Coca leaves
High in the Andes Mountains of Peru and Bolivia, a low shrub grows, which is called a tree or coca bush (Eryhoxylum coca). From the leaves of this plant is a potent stimulant – cocaine. The history of this drug is rooted in antiquity. Locals – the Incas and their historical successors – have been chewing coca leaves for centuries. It is not known exactly when cocaine use began. Archeology data allows us to give an approximate figure of several thousand years ago. Coca leaves played an important role in the religious rites of the Incas, and also used for medicinal purposes and just in the process. When the Spanish conquistadors encountered the Inca civilization in the 16th century, they initially fought against the use of coca for religious purposes, for this went against the Catholic faith. But having finished the conquest of the Inca Empire, the Spaniards allowed the use of coca and even encouraged it: because they saw that by chewing its leaves, the Indians could work better and longer. In the end, the Spaniards established control over the use of coca by starting to use its leaves as a means of payment: the Indians paid them some taxes. The Spaniards considered chewing coca a sin and therefore did not use it themselves and did not distribute it among other Europeans.
Thus, until the XIX century, Europe almost did not know about the existence of the coca tree. But when European naturalists reached Peru, they became acquainted with this plant, and soon strange and often contradictory stories spread about it.
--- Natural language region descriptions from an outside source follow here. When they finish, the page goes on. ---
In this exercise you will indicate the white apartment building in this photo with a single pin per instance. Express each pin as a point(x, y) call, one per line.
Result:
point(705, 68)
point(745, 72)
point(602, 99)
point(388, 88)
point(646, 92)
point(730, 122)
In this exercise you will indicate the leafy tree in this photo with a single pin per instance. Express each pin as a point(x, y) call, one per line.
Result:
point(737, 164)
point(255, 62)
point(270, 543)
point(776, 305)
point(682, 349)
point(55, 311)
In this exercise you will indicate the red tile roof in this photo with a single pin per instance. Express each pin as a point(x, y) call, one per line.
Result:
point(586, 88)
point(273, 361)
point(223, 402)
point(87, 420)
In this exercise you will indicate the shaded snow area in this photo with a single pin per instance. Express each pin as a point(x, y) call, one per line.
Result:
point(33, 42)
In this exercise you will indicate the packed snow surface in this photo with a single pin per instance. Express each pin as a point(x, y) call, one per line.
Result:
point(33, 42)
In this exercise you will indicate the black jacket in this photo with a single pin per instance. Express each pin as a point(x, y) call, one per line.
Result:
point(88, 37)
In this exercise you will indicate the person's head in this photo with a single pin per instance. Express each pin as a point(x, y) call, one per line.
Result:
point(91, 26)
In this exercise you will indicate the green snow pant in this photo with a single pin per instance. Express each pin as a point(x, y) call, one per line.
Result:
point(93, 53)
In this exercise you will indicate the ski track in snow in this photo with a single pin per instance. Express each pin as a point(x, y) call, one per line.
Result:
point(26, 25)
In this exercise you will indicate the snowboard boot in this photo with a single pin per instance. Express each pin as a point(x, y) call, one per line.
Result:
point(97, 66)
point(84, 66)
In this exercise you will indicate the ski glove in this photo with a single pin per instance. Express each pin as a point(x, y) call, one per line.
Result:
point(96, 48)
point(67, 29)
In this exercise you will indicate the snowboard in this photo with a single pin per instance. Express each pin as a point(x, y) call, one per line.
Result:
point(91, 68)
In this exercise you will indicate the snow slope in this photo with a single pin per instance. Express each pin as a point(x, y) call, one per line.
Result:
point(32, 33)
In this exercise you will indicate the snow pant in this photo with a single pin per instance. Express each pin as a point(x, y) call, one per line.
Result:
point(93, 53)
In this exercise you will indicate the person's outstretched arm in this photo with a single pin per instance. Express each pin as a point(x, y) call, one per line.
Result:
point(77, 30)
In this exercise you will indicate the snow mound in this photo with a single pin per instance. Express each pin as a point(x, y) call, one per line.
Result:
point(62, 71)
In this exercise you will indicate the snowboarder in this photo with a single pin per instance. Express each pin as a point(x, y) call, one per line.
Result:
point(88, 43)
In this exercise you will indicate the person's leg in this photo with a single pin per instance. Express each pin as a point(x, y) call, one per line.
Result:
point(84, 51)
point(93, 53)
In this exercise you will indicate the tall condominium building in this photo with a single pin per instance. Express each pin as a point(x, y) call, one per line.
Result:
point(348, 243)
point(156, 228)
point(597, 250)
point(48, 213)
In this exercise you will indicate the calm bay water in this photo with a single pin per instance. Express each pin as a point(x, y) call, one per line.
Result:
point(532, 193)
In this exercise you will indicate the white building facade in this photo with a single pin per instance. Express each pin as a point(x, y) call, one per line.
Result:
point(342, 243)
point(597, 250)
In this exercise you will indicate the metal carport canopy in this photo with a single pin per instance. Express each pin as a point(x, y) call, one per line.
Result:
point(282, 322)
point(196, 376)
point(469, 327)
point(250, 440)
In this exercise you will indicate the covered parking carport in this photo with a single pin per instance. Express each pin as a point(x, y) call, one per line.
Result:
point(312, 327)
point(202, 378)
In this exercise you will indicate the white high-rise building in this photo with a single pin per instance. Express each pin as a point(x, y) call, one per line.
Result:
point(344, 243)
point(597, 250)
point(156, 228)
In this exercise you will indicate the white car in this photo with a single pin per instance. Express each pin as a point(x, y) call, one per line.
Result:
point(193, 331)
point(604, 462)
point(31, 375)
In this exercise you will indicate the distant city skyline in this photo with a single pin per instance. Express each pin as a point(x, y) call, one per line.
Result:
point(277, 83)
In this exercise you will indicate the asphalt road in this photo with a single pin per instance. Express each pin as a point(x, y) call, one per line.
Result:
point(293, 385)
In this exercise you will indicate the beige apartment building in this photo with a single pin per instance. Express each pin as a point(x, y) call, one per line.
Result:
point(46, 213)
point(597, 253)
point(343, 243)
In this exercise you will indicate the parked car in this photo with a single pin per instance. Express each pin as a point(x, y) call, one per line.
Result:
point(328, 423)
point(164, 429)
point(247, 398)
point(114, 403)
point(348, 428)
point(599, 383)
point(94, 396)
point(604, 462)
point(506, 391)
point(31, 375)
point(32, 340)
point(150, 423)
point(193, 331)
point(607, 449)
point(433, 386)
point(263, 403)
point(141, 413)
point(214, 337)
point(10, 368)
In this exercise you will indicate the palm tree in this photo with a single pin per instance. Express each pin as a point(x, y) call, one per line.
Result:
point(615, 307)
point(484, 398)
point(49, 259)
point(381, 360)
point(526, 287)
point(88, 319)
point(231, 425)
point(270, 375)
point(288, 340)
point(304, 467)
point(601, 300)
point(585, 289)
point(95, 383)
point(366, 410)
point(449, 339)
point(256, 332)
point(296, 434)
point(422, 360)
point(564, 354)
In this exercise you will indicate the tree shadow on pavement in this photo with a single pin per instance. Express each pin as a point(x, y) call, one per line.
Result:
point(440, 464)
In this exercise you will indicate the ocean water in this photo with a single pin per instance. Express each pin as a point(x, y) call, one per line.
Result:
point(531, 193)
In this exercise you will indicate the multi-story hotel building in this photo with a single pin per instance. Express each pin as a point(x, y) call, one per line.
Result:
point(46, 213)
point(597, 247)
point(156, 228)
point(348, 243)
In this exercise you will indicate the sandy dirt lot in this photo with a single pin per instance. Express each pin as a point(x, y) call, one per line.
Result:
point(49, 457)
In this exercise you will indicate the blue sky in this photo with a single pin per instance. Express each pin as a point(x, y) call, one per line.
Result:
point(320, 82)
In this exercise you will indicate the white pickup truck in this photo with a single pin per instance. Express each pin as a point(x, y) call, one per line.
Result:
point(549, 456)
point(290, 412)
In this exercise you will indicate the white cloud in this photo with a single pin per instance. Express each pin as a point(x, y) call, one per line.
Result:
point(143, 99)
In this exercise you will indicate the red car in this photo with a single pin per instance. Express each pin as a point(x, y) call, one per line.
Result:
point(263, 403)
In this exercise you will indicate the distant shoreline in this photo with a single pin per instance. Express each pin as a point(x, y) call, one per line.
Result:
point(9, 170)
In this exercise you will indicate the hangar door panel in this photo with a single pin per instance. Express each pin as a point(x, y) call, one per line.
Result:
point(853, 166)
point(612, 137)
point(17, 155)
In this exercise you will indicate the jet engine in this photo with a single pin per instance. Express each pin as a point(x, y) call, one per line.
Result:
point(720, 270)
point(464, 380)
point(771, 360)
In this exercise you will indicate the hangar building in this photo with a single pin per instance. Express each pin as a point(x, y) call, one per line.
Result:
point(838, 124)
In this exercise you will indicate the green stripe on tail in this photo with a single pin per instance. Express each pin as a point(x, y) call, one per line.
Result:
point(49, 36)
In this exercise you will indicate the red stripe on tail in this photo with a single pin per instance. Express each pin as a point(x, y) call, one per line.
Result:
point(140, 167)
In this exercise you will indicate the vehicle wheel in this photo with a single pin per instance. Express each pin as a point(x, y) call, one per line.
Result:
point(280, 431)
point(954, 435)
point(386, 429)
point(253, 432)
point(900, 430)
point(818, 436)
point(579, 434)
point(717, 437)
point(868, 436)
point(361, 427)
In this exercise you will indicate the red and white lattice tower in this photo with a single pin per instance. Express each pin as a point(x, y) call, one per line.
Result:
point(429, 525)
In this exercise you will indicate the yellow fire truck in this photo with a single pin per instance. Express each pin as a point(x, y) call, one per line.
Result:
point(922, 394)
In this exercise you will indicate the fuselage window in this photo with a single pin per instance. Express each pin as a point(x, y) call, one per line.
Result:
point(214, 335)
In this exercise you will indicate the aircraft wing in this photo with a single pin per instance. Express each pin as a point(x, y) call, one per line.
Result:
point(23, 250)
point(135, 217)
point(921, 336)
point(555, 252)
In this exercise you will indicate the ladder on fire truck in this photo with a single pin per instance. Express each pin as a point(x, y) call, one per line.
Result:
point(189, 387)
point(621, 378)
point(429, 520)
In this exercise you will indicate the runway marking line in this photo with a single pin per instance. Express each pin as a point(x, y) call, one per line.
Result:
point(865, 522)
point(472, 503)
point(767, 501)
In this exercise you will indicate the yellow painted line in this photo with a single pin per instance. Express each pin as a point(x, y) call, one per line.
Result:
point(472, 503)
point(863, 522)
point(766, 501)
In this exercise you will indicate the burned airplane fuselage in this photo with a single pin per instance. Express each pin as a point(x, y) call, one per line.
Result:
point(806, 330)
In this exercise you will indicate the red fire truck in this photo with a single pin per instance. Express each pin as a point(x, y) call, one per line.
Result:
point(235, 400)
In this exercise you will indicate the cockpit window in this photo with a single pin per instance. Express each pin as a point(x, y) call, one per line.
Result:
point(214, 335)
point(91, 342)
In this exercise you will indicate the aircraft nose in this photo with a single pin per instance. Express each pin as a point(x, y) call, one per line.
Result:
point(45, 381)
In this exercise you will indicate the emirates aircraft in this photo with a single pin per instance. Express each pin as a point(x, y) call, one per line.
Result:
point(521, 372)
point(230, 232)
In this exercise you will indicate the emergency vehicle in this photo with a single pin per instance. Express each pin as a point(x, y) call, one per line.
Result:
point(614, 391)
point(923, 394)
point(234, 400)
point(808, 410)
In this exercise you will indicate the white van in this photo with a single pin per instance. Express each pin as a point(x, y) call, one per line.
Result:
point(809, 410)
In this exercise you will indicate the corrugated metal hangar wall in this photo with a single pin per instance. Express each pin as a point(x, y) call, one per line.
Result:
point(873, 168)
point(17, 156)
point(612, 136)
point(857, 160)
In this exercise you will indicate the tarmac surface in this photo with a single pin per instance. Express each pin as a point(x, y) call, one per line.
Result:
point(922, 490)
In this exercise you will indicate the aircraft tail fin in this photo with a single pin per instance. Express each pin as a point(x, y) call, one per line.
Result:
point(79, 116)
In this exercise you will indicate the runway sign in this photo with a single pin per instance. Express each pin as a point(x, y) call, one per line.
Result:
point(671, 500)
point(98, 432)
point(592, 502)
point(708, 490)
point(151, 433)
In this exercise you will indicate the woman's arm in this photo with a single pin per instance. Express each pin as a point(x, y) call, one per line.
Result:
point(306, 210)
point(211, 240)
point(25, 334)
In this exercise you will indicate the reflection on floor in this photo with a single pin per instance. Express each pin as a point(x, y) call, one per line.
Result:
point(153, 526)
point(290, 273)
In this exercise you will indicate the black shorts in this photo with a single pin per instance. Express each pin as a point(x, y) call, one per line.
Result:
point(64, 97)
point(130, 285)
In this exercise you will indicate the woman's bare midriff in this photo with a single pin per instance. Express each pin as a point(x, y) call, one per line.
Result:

In some, like the German naturalist Edwin Poppig, coca leaves were called deadly: “Chewing coca has the most disastrous consequences, causing the same poisoning as opium. With each time, desire increases, and the strength to resist decreases, and so on, until death will save the unfortunate from suffering. ” Other authors, like the Italian biologist Mantegazza, who himself, while in Peru, chewed on a coca, treated this plant more positively: “I laughed at mere mortals doomed to live in this valley, while I was swept away on the wings of two leaves Coca and flew through 77.438 worlds, each of which was more delightful than the previous one. ”
Neither quotation is a sufficiently correct description of the effect of coca leaves on humans. Nevertheless, Mantegazza’s point of view was much more attractive: in almost all historical studies, the growth of scientific interest in coca is associated with this Italian. The result of scientific interest was the appearance of coca leaves in laboratories, and in the 50s of the XIX century, European chemists were able to isolate a potent substance called cocaine from the leaves. This opened up a new era in the history of stimulant drug use. The fact is that cocaine in its pure form is very effective, while the coca leaf itself contains a very small amount of this drug. In addition, it produces a different and stronger effect if administered intravenously or sniff, which is possible only if there is an extract. Obviously, intravenous injection of cocaine produces the most powerful effect, because a large amount of the substance reaches the brain very quickly.